B. As to the fraudulent entry in the authentic deed and the use of the authentic deed original

(1) Summary of the facts charged

The summary of this part of the facts charged is that Nonindicted 5 owns 1.5% (4,600 shares) and 16.5% (6,600 shares) of the auditor with respect to the shares of Nonindicted 5 (40,00 shares) and Nonindicted 4, who is a director, on the other hand, the Defendant, who is the representative director, owns 35% (14,00 shares), Nonindicted 3 (4,00 shares), Nonindicted 7 (6,80 shares), and Nonindicted 8 (4,00 shares) were collected from Nonindicted 5’s company’s company’s company’s company’s company’s company’s company’s company’s company’s company’s company’s company’s company’s company’s company’s company’s company’s company registry’s company’s company’s company registry’s company’s company registry’s company’s company registry’s company’s company registry’s company’s company registry’s company’s company registry’s company’s company registry’s general meeting’s company’s company’s general meeting’s company’s company’s company’s company’s company’s company’s company’s company’s company’s company’s company’s 20.

(2) Even if the facts stated in the original of a notarial deed exist in appearance, if there is any defect corresponding to the invalidation or absence thereof, such statement shall be considered to constitute a false entry, but if it is objectively existing and there is only a defect corresponding to the reason for revocation, the statement does not constitute a crime of false entry in the original of a notarial deed, unless it is stated in the original copy of the notarial deed (see Supreme Court Decision 93Do698 delivered on September 10, 1993, etc.).
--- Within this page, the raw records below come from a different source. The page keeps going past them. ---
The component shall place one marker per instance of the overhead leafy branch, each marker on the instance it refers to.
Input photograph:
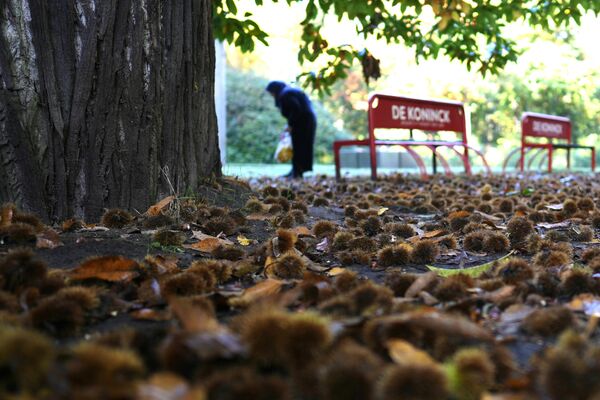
(470, 31)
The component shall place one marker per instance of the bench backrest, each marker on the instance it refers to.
(395, 112)
(545, 126)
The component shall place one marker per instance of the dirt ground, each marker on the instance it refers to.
(458, 288)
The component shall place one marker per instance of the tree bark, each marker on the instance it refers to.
(105, 103)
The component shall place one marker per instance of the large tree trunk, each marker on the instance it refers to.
(104, 103)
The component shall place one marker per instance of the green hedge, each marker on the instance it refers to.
(254, 123)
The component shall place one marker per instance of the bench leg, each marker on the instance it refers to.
(336, 159)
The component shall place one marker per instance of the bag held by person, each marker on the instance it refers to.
(284, 151)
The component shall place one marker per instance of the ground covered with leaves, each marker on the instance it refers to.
(452, 288)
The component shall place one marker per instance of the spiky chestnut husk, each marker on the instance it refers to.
(371, 226)
(583, 234)
(399, 282)
(363, 243)
(289, 266)
(286, 240)
(474, 241)
(228, 252)
(506, 206)
(518, 229)
(595, 220)
(168, 237)
(569, 207)
(400, 229)
(59, 317)
(556, 236)
(590, 253)
(586, 204)
(570, 369)
(424, 252)
(485, 208)
(276, 338)
(548, 321)
(350, 373)
(474, 227)
(116, 218)
(458, 223)
(320, 202)
(341, 241)
(350, 210)
(394, 255)
(448, 242)
(470, 373)
(416, 381)
(284, 221)
(300, 206)
(551, 258)
(275, 209)
(324, 228)
(19, 269)
(26, 359)
(515, 270)
(363, 205)
(107, 372)
(575, 282)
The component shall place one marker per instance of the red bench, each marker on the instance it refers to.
(394, 112)
(551, 128)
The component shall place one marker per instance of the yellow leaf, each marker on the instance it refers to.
(444, 21)
(472, 271)
(404, 353)
(302, 231)
(382, 210)
(243, 240)
(336, 271)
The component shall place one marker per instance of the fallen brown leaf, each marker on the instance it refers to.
(160, 264)
(302, 231)
(205, 245)
(163, 386)
(48, 239)
(420, 283)
(158, 207)
(107, 268)
(258, 292)
(435, 233)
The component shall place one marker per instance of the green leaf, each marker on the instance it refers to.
(472, 271)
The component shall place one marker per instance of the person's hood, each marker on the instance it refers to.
(276, 87)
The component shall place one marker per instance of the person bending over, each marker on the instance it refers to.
(295, 106)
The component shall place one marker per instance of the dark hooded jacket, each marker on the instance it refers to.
(296, 107)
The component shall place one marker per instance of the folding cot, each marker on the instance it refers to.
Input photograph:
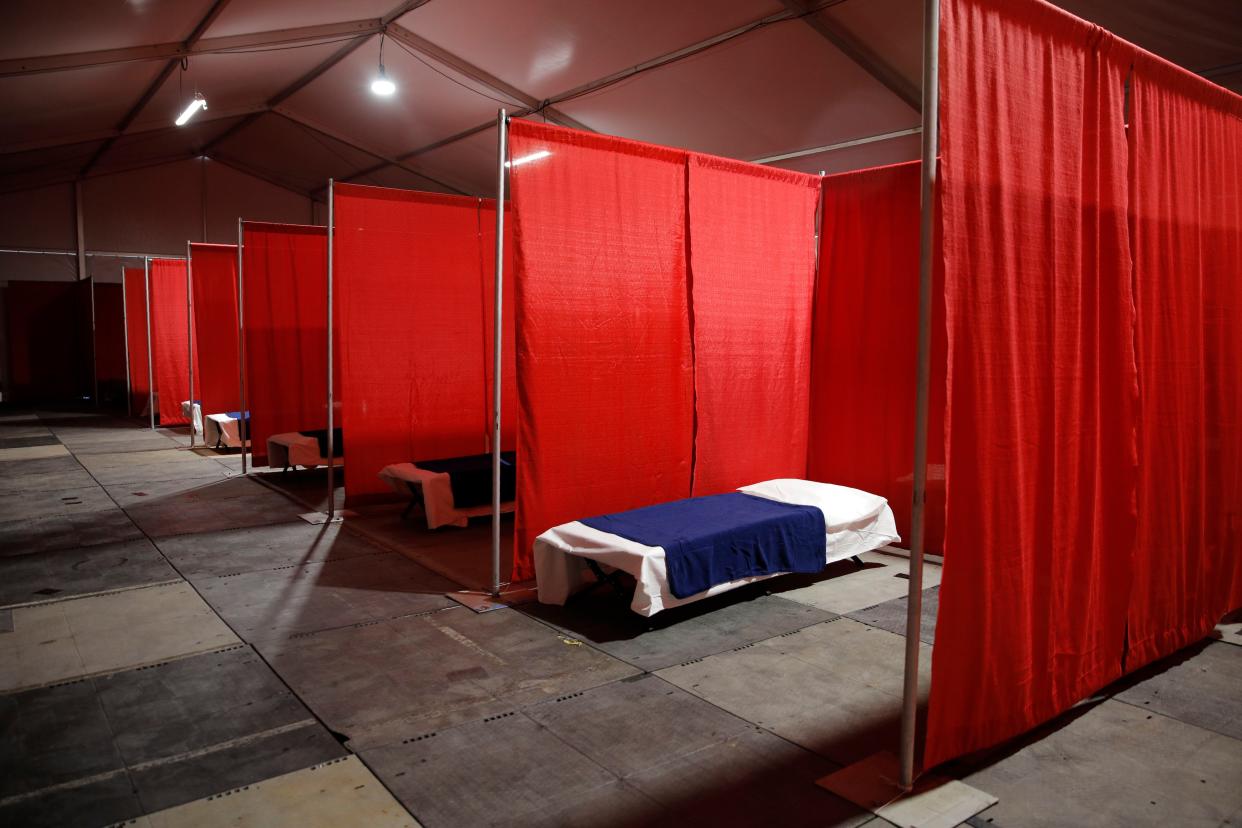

According to the evidence duly adopted and examined by the court below, the defendant, as the person holding the ordinary shareholders' meeting, issued a notice to convene the ordinary shareholders' meeting on February 8, 2006 and held the ordinary shareholders' meeting on February 8, 2006, and the above regular shareholders' meeting passed a resolution to appoint non-indicted 1 as new auditors upon the expiration of the term of office of non-indicted 5 at the previous ordinary shareholders' meeting. Thus, as long as the regular shareholders' meeting was held in fact and the above resolution was adopted, the notice to convene a regular shareholders' meeting was not given to some shareholders and the other shareholders did not comply with the convocation method prescribed by the articles of incorporation, etc., or even if the resolution did not meet the quorum prescribed by the articles of incorporation, the defect in the convocation procedure or resolution method of the general shareholders' meeting is merely the cause for revocation of the resolution of the general shareholders' meeting, and only by itself, it cannot be deemed that there was no error in the misapprehension of legal principles as to the above legal principles as to the omission or omission of the resolution.

3. Conclusion

Therefore, since the prosecutor's appeal is without merit, it is dismissed in accordance with Article 364 (4) of the Criminal Procedure Act, and it is so decided as per Disposition with the decision to disclose the summary of this decision in accordance with Article 58 (2) of the Criminal Act.